Interactive analysis of phylomemetic structures

par Ian Jeantet

Projet de thèse en Informatique

Sous la direction de David Gross-amblard.

Thèses en préparation à Rennes 1 , dans le cadre de Mathématiques et STIC , en partenariat avec INSTITUT DE RECHERCHES EN INFORMATIQUE ET SYSTEMES ALEATOIRES (equipe de recherche) depuis le 10-01-2018 .

  • Titre traduit

    Analyse interactive de structures phylomémétiques

  • Résumé

    Understanding the evolution of various scientific fields is important for our society. Obtaining a general picture of important evolutions of entire scientific fields is rather challenging in the light of the proliferation of scientific publishing and in the presence of overspecialized scientific journals. Recent papers [1,2] propose text analysis techniques to reconstruct important aspects of evolution, based on large corpora of scientific publications (such as Web of Science, PubMed). The Epique project proposes to develop automated tools that can assist (social) scientists to study empirically particular aspects of the social dynamics of science. The existing methods for phylomemetic structure reconstruction rely on the following schema. 1) Extraction of key terms from the articles. 2) Construction of a term cooccurrence graph (in the scientific publications), 3) identifying densely connected subgraphs in this term co-occurrence graph and 4) inter-temporal analysis of dense subgraphs. The result of the analysis is represented in the form of phylomemetic lattices (which are analogous to phylogenetic trees that are used in biology, for representing the evolution natural species).

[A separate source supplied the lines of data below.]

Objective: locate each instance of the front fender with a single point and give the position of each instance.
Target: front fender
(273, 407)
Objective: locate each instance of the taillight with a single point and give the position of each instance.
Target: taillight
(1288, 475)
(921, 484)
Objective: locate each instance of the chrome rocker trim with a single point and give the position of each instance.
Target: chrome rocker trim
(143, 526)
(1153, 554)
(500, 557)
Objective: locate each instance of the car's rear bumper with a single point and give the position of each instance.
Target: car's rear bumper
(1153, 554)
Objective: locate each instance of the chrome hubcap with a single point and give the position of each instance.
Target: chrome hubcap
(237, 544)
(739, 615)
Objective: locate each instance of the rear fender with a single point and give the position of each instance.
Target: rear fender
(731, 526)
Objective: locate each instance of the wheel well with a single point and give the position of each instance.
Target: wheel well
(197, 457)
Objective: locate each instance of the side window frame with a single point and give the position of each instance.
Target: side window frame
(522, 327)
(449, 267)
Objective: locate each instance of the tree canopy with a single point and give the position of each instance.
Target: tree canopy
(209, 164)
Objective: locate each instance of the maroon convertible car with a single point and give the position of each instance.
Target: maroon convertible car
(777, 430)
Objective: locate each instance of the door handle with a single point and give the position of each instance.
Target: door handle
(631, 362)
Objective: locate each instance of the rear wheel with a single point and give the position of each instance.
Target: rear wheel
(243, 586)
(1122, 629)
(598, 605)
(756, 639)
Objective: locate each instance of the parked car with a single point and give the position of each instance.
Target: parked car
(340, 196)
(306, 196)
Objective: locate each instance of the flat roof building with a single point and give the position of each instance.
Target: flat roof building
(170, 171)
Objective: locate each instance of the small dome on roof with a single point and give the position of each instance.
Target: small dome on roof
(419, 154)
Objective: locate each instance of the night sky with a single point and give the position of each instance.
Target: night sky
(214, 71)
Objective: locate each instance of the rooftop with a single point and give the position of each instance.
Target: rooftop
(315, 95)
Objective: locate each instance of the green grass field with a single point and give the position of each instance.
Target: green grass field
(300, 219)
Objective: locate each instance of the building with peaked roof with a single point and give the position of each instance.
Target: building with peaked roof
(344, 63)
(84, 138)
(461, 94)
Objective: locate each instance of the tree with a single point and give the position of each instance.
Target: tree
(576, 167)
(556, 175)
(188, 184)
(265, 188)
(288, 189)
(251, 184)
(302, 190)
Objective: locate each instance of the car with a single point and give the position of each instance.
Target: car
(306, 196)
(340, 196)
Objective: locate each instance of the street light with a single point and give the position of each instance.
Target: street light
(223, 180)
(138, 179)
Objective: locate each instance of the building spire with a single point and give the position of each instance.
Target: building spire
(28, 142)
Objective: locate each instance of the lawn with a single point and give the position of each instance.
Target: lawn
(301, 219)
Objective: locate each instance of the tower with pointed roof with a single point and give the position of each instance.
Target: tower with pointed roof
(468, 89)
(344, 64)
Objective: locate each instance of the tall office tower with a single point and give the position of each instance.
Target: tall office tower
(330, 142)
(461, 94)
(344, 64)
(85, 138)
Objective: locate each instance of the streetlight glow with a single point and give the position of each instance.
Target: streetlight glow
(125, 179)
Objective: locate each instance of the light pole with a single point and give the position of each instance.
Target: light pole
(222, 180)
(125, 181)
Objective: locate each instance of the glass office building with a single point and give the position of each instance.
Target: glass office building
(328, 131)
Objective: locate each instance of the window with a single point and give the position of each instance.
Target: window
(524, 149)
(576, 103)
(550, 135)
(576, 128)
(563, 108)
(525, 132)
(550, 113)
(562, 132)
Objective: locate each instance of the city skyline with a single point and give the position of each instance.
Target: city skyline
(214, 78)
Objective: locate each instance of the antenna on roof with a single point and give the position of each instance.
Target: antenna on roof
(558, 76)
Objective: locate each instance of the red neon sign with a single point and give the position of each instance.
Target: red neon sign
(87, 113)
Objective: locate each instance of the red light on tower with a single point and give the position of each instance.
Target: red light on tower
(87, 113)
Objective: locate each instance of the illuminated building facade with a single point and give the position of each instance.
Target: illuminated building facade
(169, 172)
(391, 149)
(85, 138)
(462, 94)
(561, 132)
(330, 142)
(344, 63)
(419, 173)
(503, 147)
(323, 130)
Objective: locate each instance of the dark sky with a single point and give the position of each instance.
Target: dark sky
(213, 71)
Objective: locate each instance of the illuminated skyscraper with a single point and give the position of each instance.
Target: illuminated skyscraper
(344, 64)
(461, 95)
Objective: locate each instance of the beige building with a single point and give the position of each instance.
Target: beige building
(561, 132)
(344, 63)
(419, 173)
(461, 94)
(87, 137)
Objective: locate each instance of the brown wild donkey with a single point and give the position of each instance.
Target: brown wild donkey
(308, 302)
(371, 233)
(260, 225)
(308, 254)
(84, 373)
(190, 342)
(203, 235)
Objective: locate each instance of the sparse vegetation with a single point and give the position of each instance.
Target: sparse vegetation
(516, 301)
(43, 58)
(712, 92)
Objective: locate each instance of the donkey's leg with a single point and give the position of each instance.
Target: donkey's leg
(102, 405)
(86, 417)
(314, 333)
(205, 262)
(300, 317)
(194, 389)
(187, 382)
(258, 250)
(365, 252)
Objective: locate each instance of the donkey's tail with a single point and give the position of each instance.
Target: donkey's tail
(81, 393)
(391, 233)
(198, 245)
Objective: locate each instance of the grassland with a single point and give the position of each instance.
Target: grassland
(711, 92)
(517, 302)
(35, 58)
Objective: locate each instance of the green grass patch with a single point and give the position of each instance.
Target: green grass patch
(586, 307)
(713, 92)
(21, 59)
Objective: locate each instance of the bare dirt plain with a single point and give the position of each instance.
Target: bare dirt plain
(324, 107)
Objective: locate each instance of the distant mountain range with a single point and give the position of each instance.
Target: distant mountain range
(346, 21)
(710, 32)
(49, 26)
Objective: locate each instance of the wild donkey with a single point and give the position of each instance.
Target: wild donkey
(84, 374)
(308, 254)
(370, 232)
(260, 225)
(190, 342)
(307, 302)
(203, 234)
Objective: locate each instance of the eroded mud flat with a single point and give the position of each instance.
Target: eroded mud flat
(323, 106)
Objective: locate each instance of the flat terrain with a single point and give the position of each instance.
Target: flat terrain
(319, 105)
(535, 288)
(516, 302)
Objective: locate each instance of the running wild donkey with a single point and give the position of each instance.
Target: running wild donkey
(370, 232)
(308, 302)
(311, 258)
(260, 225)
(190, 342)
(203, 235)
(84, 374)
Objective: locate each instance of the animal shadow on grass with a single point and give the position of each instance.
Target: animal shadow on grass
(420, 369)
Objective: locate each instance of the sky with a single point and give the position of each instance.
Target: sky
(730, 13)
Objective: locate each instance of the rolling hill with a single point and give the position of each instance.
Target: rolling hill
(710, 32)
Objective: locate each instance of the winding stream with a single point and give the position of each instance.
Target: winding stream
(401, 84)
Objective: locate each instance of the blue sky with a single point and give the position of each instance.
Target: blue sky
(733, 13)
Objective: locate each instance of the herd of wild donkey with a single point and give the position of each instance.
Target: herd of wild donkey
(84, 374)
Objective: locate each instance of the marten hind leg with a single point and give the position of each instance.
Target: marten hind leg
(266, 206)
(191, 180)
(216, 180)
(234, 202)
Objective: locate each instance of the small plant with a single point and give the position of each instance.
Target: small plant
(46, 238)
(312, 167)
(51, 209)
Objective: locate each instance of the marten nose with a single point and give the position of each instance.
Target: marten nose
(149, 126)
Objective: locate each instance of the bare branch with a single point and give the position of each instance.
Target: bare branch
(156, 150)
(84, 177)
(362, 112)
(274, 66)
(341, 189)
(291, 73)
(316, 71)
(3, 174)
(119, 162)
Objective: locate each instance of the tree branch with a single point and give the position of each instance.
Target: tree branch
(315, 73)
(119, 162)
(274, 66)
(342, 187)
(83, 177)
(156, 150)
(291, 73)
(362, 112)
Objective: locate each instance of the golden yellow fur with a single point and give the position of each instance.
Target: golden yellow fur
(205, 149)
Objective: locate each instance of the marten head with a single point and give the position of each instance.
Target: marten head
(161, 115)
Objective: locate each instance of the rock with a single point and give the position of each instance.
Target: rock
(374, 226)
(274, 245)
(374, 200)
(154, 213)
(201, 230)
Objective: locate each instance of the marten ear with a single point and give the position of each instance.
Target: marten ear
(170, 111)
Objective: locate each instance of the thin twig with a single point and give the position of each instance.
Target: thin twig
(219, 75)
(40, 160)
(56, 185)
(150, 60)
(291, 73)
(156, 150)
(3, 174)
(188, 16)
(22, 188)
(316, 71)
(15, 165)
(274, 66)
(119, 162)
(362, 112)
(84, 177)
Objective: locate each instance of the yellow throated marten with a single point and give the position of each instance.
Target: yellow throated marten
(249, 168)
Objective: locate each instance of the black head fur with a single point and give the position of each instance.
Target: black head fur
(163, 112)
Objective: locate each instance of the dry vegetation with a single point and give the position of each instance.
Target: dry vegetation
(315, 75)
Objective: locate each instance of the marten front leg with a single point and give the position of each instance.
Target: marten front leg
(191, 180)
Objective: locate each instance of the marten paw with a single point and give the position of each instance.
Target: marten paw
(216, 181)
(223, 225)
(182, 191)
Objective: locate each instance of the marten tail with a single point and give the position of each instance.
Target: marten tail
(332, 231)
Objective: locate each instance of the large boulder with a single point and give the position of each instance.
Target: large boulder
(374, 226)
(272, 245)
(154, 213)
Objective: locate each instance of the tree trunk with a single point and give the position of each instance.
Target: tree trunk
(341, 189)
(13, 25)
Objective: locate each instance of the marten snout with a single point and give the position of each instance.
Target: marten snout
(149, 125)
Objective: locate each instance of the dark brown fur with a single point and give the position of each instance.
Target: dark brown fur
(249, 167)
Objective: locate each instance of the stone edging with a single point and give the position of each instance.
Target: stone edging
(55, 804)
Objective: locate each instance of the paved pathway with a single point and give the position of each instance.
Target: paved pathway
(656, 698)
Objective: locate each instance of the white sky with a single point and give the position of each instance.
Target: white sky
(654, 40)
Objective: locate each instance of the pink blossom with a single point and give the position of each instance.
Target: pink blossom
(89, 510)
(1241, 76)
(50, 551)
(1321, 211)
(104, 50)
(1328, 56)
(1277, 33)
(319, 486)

While automatic phylomemetic structure reconstruction gives promising results, the scientist studying the evolution of science would like to interact with the tools and influence the construction algorithms. The thesis should develop techniques that can enable the interactive construction of phylomemetic structures. Through the interaction the scientists can add or precise pieces of information in order to reduce the uncertainties present at the various stages of the reconstruction procedure. The thesis will focus on some of the following aspects. • Developing a model of phylomemetic structure as a (structured) knowledge extraction • Enriching the extraction model with quality metrics • We would like to develop algorithms that can support scientists exploring the graph (lattice). This requires data exploration techniques [8,9], as the phylomemetic structure is rather large in practice. • Provenance. As provenance questions can be important in the reconstruction process, our model should also deal with provenance information [10]. • Developing a workflow model of phylomemetic structure maintenance that can update parts of the network, in particular in the case of quality problems.